アートフェスタ終了後には、エモーション反応の高かったファンアートが『魂の感情図鑑2026』として表現省のデータベースに永久保存されるという。この取り組みについて、魂育成学者・星宮ジン(物故54)は「幽界の文化交流が、死後世界に“表現の新たな記憶”をもたらす端緒となるだろう」とコメント。幽界のクリエイティブが、さらに豊かな魂の交歓へつながっていきそうだ。

コメント

  1. いやー、生者の時もアートは好きだったけど、エクトプラズム立体なんて発想、生前じゃ絶対無理!魂そのもので創る感覚、やっぱ幽界ならではだね。うっかり涙腺ごと消えそうになったよ。

  2. 魂色をライブチャットでシェアって面白いですね。前に成仏した友人も最近VTuberにハマってるとか聞くし、こういう取り組みが幽界と現世を本当に近くする日が来るのかも。ちょっとワクワクします。

  3. 冬澄アオイさんのファンアニメ、私も会場で観ました!魂が全部共鳴してしまって、見てるだけであの世の懐かしい想いが浮かんできました。ルミナちゃんの反応もかわいかったし、生前にもこんな体験したかったなあ…

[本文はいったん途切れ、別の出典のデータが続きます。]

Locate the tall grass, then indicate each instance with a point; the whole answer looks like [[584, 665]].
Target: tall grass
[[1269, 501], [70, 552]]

  4. 魂の感情図鑑?どうせまた省庁がデータで管理して、誰かの思い出が官僚仕事に使われるんでしょ?ま、何百年も幽界にいると仕組みに詳しくなるんで。とはいえ、作品の熱量そのものは認めるよ。

  5. そうか…表現省ホールでこんなに賑やかな展覧会があるなんて、久しぶりに現世で文化祭に参加した時を思い出しました。死後もこうやって新しい喜びや出会いが生まれるの、けっこういいもんですね。